Von der Metamorphose einer »Rinnsteinpflanze«

Zur »My Fair Lady«-Premiere an den Landesbühnen

Am Ende – als Ergebnis der turbulenten Ereignisse in London am Beginn des 20. Jahrhunderts – haben sich nicht nur Eliza und ihr Vater Alfred P. Doolittle, sondern auch der Phonetik-Professor Henry Higgins in ihrem jeweiligen Wesen gründlich gewandelt. Glaubt man zumindest auf den ersten Blick. Wenn es denn wirklich so wäre, dann hätte der Dichter und Dramatiker George Bernhard Shaw allerdings seinem Ruf, schärfster Kritiker eben jener Gesellschaft gewesen zu sein, nicht gerecht werden können. Denn das Vorbild für jenen experimentierfreudigen Professor im Musical »My Fair Lady« ist die Figur des Königs »Pygmalion« aus der griechischen Sagenwelt, der aus vielerlei Gründen Frauen nun mal nicht mag, sich aber dann doch in ein Mädchen verliebt, das allerdings nur als elfenbeinerne Statuette existiert. Der Pygmalion des Musicals nun ist jener Professor Henry Higgins. Und der bleibt im Grunde der überhebliche und menschenverachtende Wissenschaftler, der er vor seinem Experiment mit dem Blumenmädchen Eliza schon war. Auch wenn er – als ihm ihre Abwesenheit bewusst wird – fast flehend singt »Ich bin gewöhnt an ihr Gesicht«. Sogar an Elizas versoffenem Vater hat Higgins gefehlt; denn der ist mit seinem gesellschaftlichen Aufstieg zum brillanten Rhetoriker alles andere als glücklich geworden. Higgins selbst vermisst Eliza zwar, doch weniger als die junge liebenswerte Frau, sondern mehr als willfährigen und geduldigen Blitzableiter für seine maskulinen Wutausbrüche. Er nennt sie nun zwar nicht mehr »Drecksstück« und »Rinnsteinpflanze« wie am Anfang seines Unterrichts, dennoch ist sie nach seinem überheblichen Selbstverständnis immer noch ein »unverschämtes Insekt«.

My Fair Lady (Szenenfoto LBS)

Alles in allem ein grandioser Stoff, der seinerzeit geradezu nach einer Vertonung schrie. Zuvor aber kam ein erster Film, 1938 von Gabriel Pascal produziert.

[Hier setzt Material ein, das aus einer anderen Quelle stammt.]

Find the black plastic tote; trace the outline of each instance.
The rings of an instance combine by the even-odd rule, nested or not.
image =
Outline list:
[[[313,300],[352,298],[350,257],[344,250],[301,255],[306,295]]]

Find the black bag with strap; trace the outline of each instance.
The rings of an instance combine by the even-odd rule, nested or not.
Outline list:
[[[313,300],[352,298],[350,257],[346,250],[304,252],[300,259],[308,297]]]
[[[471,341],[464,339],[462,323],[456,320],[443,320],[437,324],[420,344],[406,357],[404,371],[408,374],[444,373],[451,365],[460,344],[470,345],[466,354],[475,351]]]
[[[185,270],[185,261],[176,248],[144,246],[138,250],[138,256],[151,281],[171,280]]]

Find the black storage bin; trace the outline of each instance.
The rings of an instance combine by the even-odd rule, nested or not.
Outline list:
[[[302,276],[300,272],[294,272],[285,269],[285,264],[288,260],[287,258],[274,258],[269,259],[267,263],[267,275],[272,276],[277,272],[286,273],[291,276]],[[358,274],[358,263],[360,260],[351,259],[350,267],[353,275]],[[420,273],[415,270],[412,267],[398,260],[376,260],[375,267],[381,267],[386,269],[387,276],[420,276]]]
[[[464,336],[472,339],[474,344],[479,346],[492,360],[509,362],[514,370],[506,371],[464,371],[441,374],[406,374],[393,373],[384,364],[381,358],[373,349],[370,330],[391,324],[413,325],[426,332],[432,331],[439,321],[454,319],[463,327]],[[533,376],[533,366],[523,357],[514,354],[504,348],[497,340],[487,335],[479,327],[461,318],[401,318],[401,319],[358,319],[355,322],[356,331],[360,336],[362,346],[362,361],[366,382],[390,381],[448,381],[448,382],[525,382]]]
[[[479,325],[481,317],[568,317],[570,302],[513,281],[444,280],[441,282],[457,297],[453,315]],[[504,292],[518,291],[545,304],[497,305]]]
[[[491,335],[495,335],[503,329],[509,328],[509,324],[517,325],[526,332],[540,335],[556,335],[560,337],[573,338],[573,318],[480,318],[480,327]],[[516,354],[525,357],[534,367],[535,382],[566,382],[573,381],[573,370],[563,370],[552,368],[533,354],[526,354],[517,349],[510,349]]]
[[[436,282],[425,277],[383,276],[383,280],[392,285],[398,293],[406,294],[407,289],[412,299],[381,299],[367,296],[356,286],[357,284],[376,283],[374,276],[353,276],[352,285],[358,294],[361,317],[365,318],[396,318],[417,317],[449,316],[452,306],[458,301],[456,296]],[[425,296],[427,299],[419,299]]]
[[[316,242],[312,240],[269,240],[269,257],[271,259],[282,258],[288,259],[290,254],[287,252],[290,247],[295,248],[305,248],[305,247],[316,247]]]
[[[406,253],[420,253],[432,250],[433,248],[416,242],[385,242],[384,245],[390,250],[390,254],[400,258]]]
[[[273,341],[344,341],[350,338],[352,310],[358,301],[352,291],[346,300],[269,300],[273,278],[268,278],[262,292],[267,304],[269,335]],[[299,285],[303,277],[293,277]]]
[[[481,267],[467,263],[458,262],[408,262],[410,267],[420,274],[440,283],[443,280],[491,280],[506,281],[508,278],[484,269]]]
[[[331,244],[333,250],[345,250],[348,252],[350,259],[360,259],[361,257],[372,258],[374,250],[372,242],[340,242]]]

Danach erst folgte das Musical, dessen Skript Alan Jay Lerner verfasste und dessen mitreißende Musik Frederick Loewe komponierte. 1956 dann wurde der Film zum Musical »My Fair Lady« fertig mit einer wunderbaren Audrey Hepburn in der Rolle der Eliza Doolittle und einem ebenso trefflichen Rex Harrison als Henry Higgins.

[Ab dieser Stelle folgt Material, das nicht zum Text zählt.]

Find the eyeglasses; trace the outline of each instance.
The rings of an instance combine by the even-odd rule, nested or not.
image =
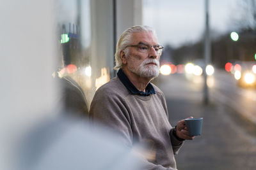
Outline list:
[[[125,48],[128,46],[136,47],[137,48],[137,51],[143,53],[149,52],[150,50],[150,48],[153,46],[155,51],[159,55],[162,54],[163,48],[164,48],[163,46],[162,45],[150,45],[143,43],[140,43],[138,45],[127,45],[125,46]]]

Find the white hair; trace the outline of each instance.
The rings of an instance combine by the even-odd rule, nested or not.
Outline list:
[[[122,50],[125,50],[127,45],[131,43],[131,36],[134,32],[152,32],[156,37],[156,34],[155,30],[147,25],[136,25],[126,29],[122,35],[120,36],[118,41],[116,43],[116,53],[115,54],[115,59],[116,66],[114,69],[119,69],[122,67],[122,62],[120,59],[120,53]],[[128,49],[124,51],[125,55],[129,52]]]

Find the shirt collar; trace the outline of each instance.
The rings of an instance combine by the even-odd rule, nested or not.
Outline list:
[[[119,78],[121,82],[124,85],[124,86],[133,94],[138,94],[141,96],[147,96],[152,94],[155,94],[155,89],[154,89],[152,85],[149,83],[146,87],[146,92],[143,91],[140,91],[136,88],[136,87],[131,82],[128,77],[125,75],[122,69],[120,69],[117,73],[117,76]]]

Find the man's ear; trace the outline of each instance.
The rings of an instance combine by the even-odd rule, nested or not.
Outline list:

An den Landesbühnen Sachsen in Radebeul erlebte die »Lady« nun am 16./17. Januar 2010 in einer Inszenierung von Horst O. Kupich eine Neuauflage. Antje Kahn konnte dabei in der Titelpartie stimmlich und spielerisch genauso überzeugen wie Michael König in der Rolle des Professor Higgins. Eine ebenfalls ideale Besetzung wurde mit Dietmar Fiedler gefunden, der den trinkfesten und schlitzohrig argumentierenden Alfred P. Doolittle sang und spielte. Falk Hoffmanns Part des in Eliza verliebten jungen Freddy Eynsford-Hill dagegen bleibt blass, was man aber nicht dem Sänger, sondern der Rolle anlasten muss. Und die Figur von Higgins Wettkumpel Oberst Pickering (Jussi Järvenpää) degradierte die Regie leider zu einer Karikatur. Völlig unmotiviert musste er ständig die Hacken zusammenschlagen, Haltung annehmen und salutieren. Dabei ist doch an Dienstgrad und Uniform für jeden ablesbar, dass Pickering vom Militär kommt.

Das Bühnenbild (Stefan Wiel) erweist sich als ausgesprochen variabel. Die jeweilige Szenerie (beispielsweise der Blumenmarkt am Covent Garden) formiert sich hinter einem durchsichtigen Zwischenvorhang. Die Auftritte erfolgen aus einer Art überdimensioniertem Grammophontrichter heraus; links und rechts wird die Bühne dabei von den wuchtigen Schriften Higgins’ (»Higgins Universal Alphabet«) und Pickerings (»Das gesprochenen Sanskrit«) gesäumt. Der recht intensive Einsatz des Balletts (Choreographie: Reiner Feistel) in den Massenszenen rundete das Bühnengeschehen auf erfrischende Weise ab, und das Orchester unter Stabführung von Hans-Peter Preu widmete sich mit Hingabe und Spiellaune all den berühmten Ohrwürmern.